### Abstract

#### Background

Any method that *de novo *predicts protein function should do better than random. More challenging, it also
ought to outperform simple homology-based inference.

#### Methods

Here, we describe a few methods that predict protein function exclusively through homology. Together, they set the bar or lower limit for future improvements.

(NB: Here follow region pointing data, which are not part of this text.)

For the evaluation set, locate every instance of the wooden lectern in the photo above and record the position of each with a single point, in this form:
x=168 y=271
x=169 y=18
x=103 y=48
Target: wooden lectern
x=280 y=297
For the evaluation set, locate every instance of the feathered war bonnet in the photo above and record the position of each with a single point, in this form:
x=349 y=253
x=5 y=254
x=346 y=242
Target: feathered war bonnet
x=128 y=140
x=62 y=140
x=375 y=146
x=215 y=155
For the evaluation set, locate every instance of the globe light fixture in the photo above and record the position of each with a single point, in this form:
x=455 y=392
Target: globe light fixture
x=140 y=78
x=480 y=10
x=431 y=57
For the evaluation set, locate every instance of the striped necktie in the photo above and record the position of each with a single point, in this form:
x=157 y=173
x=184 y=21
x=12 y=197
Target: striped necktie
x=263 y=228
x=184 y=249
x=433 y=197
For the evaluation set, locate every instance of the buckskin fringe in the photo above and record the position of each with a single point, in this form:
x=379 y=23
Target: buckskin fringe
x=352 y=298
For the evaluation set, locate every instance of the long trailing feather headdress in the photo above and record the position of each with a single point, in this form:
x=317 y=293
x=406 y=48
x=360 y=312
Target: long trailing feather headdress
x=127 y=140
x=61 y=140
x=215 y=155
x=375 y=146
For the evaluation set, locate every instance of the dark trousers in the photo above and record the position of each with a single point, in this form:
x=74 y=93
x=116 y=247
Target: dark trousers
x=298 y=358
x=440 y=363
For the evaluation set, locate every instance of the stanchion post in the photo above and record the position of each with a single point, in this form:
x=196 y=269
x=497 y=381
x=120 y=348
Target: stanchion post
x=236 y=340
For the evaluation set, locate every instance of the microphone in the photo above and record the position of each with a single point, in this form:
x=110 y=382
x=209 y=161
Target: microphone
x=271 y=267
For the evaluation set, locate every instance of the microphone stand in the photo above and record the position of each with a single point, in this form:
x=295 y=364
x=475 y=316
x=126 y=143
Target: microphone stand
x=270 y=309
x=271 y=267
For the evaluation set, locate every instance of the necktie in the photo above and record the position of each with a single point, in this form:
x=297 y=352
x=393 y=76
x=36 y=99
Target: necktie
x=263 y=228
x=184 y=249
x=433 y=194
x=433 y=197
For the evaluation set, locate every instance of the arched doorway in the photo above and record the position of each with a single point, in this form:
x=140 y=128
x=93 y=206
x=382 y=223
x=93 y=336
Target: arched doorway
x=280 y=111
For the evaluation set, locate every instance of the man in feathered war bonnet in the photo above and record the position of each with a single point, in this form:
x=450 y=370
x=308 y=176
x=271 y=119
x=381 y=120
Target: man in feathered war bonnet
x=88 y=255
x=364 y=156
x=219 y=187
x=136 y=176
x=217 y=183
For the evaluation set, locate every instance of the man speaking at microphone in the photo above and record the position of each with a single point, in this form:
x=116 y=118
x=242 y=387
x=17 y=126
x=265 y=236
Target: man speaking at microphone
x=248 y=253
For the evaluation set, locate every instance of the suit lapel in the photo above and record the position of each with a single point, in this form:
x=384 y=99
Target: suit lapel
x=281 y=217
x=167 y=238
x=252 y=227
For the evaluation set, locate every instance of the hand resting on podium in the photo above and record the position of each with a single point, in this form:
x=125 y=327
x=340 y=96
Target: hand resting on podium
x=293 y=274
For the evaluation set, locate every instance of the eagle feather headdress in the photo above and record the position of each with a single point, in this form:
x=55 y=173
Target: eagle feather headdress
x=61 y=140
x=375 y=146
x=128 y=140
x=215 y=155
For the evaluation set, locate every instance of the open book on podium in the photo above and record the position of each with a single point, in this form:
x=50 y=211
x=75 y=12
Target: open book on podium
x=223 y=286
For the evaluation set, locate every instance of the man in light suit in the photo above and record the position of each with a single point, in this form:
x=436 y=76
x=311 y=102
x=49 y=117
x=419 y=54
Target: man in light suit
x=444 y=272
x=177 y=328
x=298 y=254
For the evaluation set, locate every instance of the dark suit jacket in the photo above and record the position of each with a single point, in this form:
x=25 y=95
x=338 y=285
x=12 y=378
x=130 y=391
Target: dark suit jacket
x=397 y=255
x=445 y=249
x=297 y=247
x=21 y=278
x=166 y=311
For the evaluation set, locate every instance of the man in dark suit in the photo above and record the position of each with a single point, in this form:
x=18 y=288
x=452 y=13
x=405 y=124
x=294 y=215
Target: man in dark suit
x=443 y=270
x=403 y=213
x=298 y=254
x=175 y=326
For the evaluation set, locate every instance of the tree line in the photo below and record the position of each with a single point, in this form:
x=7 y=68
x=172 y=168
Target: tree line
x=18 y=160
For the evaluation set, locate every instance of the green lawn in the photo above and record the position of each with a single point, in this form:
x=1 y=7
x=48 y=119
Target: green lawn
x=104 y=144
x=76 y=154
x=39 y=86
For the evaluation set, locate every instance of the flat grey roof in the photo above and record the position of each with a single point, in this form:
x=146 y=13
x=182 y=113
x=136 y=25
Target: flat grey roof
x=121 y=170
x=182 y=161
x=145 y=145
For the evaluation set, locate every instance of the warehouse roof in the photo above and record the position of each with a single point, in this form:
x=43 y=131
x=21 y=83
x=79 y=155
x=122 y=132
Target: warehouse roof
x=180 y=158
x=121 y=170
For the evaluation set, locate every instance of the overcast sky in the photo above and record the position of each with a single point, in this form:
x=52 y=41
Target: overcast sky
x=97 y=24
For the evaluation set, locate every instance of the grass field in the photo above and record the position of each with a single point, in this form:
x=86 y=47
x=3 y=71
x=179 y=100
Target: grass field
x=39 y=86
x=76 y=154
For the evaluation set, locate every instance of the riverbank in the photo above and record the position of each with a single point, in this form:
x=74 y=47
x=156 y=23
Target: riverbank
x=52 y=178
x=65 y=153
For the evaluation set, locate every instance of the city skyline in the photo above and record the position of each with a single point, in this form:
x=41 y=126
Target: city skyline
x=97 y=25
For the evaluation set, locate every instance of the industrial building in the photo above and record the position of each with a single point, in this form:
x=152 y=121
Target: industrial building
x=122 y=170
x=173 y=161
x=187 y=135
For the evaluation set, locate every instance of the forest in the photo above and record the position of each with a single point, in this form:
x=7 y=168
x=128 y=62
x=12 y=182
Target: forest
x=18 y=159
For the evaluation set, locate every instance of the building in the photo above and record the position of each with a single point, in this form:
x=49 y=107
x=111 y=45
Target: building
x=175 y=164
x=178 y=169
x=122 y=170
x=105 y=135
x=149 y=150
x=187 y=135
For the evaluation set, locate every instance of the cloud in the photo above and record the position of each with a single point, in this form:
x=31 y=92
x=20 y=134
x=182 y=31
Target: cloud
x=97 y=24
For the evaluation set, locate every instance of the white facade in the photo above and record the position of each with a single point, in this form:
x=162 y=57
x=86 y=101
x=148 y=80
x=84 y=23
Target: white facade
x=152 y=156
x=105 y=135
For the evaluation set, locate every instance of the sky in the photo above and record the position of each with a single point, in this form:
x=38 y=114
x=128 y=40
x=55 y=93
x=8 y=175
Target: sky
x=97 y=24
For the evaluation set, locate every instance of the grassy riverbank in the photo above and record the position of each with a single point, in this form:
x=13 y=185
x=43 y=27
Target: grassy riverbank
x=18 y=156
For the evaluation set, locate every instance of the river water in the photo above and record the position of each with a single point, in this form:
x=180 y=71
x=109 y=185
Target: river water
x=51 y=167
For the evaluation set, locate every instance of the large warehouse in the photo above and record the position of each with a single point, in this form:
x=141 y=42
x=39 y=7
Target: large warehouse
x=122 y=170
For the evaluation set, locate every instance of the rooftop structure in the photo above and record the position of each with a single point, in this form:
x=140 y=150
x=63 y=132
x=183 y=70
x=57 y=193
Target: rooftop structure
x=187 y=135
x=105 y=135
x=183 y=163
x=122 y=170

#### Results and conclusions

During the development of these methods, we faced two surprises. Firstly, our most successful implementation for the baseline ranked very high at CAFA1. In fact, our best combination of homology-based methods fared only slightly worse than the top-of-the-line prediction method from the Jones group. Secondly, although the concept of homology-based inference is simple, this work revealed that the precise details of the implementation are crucial: not only did the methods span from top to bottom performers at CAFA, but also the reasons for these differences were unexpected. In this work, we also propose a new rigorous measure to compare predicted and experimental annotations. It puts more emphasis on the details of protein function than the other measures employed by CAFA and may best reflect the expectations of users. Clearly, the definition of proper goals remains one major objective for CAFA.

### Background

#### Our contribution to CAFA1

UniProt [1] holds over 22 million sequences (May 2012), but reliable and detailed experimental
annotations exist for fewer than 1% of these. GO, the Gene Ontology [2] has become the *gold standard *for function annotation and many methods have emerged that predict GO annotations
[3]. Due to various problems, it has been almost impossible to assess how well these
methods perform. CAFA (Critical Assessment of Function Annotations) has arisen to
address the challenges by a comprehensive independent comparison [4].

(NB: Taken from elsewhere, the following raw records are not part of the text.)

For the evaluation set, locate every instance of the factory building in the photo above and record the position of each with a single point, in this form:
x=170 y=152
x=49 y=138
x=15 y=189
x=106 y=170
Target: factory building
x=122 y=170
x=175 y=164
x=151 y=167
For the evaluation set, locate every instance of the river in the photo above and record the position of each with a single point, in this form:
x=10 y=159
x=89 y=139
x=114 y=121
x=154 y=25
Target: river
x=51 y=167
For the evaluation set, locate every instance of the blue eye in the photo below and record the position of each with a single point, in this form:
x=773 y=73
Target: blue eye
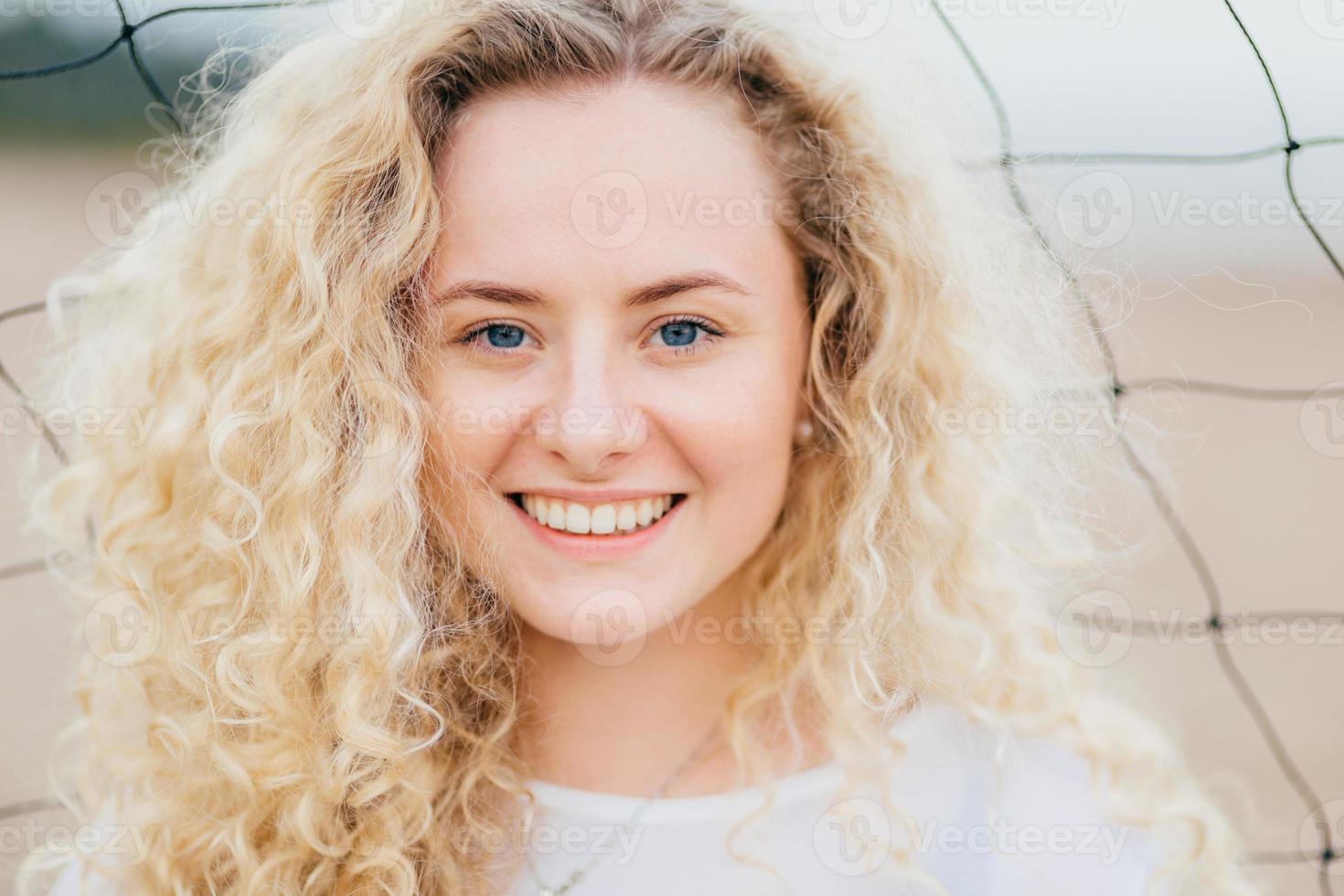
x=500 y=337
x=680 y=334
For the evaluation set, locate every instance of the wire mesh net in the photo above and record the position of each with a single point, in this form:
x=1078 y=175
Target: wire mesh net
x=1329 y=847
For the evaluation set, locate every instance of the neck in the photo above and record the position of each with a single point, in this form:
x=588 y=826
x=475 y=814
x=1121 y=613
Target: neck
x=624 y=729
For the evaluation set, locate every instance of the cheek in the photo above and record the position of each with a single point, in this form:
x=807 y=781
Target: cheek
x=737 y=430
x=471 y=421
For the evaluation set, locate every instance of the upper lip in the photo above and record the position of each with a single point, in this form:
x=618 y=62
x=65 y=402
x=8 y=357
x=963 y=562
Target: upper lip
x=595 y=497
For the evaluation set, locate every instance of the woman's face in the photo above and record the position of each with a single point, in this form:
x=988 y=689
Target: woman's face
x=617 y=316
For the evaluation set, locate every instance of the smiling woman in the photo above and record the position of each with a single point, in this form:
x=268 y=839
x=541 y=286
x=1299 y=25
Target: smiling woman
x=605 y=378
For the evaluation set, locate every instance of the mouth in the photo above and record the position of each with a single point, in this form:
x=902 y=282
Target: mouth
x=606 y=521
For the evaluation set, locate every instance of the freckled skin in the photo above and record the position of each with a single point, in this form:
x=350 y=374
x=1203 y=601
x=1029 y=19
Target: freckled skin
x=714 y=423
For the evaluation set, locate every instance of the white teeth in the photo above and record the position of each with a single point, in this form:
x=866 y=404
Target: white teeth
x=603 y=518
x=577 y=518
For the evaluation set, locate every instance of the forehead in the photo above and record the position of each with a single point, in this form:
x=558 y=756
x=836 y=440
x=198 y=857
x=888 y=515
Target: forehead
x=613 y=185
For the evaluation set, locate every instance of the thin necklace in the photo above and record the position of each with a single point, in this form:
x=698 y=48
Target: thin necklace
x=577 y=875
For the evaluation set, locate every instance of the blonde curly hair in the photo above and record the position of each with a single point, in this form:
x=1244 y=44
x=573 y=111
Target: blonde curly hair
x=283 y=480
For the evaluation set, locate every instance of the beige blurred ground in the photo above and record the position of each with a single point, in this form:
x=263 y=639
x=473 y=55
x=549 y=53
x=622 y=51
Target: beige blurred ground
x=1257 y=489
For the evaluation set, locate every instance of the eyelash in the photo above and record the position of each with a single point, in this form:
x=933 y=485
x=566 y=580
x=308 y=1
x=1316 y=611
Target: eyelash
x=712 y=334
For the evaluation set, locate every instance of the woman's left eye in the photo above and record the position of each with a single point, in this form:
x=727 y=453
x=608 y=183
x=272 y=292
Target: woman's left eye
x=500 y=337
x=680 y=335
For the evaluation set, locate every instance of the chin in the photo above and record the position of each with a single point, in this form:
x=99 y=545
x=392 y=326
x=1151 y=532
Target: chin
x=591 y=615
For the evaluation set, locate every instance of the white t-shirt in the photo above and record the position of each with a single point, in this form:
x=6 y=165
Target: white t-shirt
x=1040 y=833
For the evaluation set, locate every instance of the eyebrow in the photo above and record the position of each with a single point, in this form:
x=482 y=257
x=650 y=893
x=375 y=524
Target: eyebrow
x=637 y=297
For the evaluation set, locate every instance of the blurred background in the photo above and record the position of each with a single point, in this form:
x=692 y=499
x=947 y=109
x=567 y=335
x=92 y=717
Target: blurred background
x=1149 y=144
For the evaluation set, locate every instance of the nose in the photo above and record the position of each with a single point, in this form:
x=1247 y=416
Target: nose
x=589 y=421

CAFA also drove our work presented here. Three teams of students implemented three different methods predicting function through homology, i.e. through inference from experimental annotations of related proteins. All three groups began with the same description what to do, and that description was more comprehensive and detailed than many descriptions of methods in papers. Two of the three methods were surprisingly competitive in CAFA and outperformed other similar methods. This triggered the decision to enhance and combine these classifiers in one meta predictor. This post-CAFA method did NOT participate in CAFA. Would it have, it might have reached the top-10 ranks among all participants. Either way, it suggests several ways for the improvement of function prediction by homology, as demonstrated in this post-CAFA evaluation.

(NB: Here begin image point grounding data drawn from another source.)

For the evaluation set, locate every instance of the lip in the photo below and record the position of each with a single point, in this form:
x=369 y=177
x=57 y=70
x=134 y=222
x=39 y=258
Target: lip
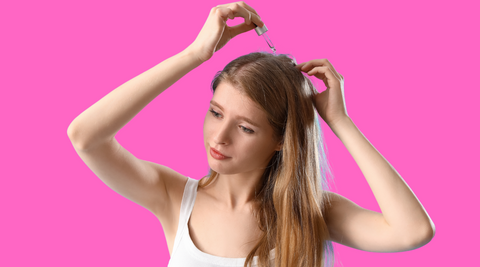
x=216 y=154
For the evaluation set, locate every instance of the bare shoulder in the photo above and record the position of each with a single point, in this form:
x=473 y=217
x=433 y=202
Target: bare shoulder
x=356 y=227
x=174 y=186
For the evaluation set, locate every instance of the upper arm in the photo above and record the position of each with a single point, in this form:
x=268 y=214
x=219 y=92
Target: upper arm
x=356 y=227
x=148 y=184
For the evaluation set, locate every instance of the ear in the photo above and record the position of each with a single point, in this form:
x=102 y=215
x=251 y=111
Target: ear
x=279 y=146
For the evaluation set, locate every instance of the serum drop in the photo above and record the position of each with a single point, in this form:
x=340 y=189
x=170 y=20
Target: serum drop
x=263 y=31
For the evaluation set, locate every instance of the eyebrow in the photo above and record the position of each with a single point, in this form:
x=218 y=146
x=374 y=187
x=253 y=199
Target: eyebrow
x=238 y=117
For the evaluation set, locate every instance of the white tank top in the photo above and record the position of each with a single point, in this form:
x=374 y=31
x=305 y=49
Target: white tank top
x=185 y=253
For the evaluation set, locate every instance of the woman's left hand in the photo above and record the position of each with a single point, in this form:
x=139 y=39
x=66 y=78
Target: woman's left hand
x=330 y=103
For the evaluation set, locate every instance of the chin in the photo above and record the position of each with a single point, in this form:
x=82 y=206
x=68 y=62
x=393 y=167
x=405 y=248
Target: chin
x=220 y=167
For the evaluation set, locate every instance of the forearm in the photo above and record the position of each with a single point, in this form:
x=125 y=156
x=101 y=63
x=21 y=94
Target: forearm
x=105 y=118
x=400 y=207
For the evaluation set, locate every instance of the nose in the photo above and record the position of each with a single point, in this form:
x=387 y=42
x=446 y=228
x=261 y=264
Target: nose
x=222 y=134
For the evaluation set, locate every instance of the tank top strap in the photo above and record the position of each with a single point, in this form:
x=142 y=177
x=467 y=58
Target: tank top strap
x=188 y=200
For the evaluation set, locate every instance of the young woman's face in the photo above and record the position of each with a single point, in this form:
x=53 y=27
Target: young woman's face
x=239 y=130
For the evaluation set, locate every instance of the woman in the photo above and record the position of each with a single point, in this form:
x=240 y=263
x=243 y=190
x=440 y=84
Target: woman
x=262 y=202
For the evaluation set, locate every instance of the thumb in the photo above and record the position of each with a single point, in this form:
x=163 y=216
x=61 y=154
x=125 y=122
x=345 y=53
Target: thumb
x=241 y=28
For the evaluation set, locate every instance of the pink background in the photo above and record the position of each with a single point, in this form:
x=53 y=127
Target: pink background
x=410 y=69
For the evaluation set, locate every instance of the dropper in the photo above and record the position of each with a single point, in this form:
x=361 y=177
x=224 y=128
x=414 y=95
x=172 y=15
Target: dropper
x=263 y=31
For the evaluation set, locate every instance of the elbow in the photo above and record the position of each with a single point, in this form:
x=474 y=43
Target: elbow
x=423 y=236
x=73 y=135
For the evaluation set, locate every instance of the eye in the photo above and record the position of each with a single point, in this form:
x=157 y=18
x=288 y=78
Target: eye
x=246 y=130
x=215 y=114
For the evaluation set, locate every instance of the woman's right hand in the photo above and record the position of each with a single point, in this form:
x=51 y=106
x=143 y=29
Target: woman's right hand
x=216 y=33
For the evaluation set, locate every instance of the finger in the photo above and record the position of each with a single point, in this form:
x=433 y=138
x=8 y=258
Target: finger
x=325 y=62
x=225 y=13
x=243 y=4
x=240 y=11
x=241 y=28
x=307 y=66
x=325 y=74
x=299 y=66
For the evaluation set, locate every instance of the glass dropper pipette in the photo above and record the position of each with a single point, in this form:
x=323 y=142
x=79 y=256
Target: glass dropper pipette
x=263 y=31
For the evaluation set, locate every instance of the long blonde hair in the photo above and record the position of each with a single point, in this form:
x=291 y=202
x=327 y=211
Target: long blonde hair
x=291 y=199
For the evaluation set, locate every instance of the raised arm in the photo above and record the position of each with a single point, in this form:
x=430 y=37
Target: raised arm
x=101 y=122
x=92 y=133
x=403 y=224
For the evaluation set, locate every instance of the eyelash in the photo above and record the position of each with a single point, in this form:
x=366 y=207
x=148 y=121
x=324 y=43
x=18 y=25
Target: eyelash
x=245 y=129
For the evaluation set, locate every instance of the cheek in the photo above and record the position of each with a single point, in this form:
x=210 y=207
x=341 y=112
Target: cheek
x=207 y=127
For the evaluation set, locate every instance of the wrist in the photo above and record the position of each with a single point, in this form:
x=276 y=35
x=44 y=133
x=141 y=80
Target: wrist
x=191 y=53
x=340 y=124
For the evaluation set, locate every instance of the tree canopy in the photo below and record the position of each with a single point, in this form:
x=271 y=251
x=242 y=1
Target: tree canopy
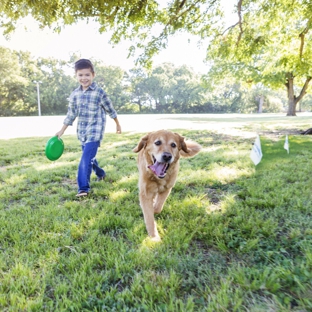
x=271 y=43
x=268 y=42
x=148 y=24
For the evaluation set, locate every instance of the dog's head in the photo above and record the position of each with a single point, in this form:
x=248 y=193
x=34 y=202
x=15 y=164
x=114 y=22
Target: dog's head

Additionally, we developed a new metric to compare predicted and actual GO annotations. It provides insight into how methods perform with respect to the prediction of the exact functions. This turns out to be largely neglected by existing measures.

#### Related work

Several advanced methods have appeared that also predict protein function through
homology-based inference. *ConFunc *[5] first assigns the proteins found via PSI-BLAST to groups so that all members of a
group share a particular GO term. Looking at the alignments in each group, the method
then identifies conserved functional residues, scores them and only outputs the groups
above a certain combined score. *GOSLING *[6] first derives various features of the terms found in the BLAST result (e.g. GO evidence
code, E-Value and bit score. Using many decision trees, the prediction is then flagged
as either correct or incorrect. *PFP *[7] follows an approach very similar to *GOtcha *[8], but also considers highly insignificant BLAST hits and co-occurrence between GO
terms. An extension of *GOtcha, ESG *[9], additionally differentiates between the hits found in different PSI-BLAST iterations.
*GOstruct *[10] takes the idea of co-occurrence to the next level and builds a sophisticated SVM
machinery around "structured output spaces". This refers to the extension of the input
space (E-Values, asf.) with all experimentally observed GO-subgraphs. *FANN-GO*[11] uses E-Values as inputs to neural networks. Methods based on data sources other than
similarity to already annotated proteins are described in a recent review [3].

### Methods

#### GO (Gene Ontology) for CAFA

GO has three parts: Molecular Function Ontology (MFO), Biological Process Ontology
(BPO) and Cellular Component Ontology (CCO). CAFA considered only the MFO and BPO.
Both correspond to two directed acyclic graphs and capture different aspects of protein
function. Functional keywords ("GO terms") are nodes and their relationships are labeled
edges. The ontology is hierarchical: following the edges from a node, each new term
corresponds to a more general concept of the original function. All paths converge
at the root node, which can simply be interpreted as, e.g., *has a molecular function*.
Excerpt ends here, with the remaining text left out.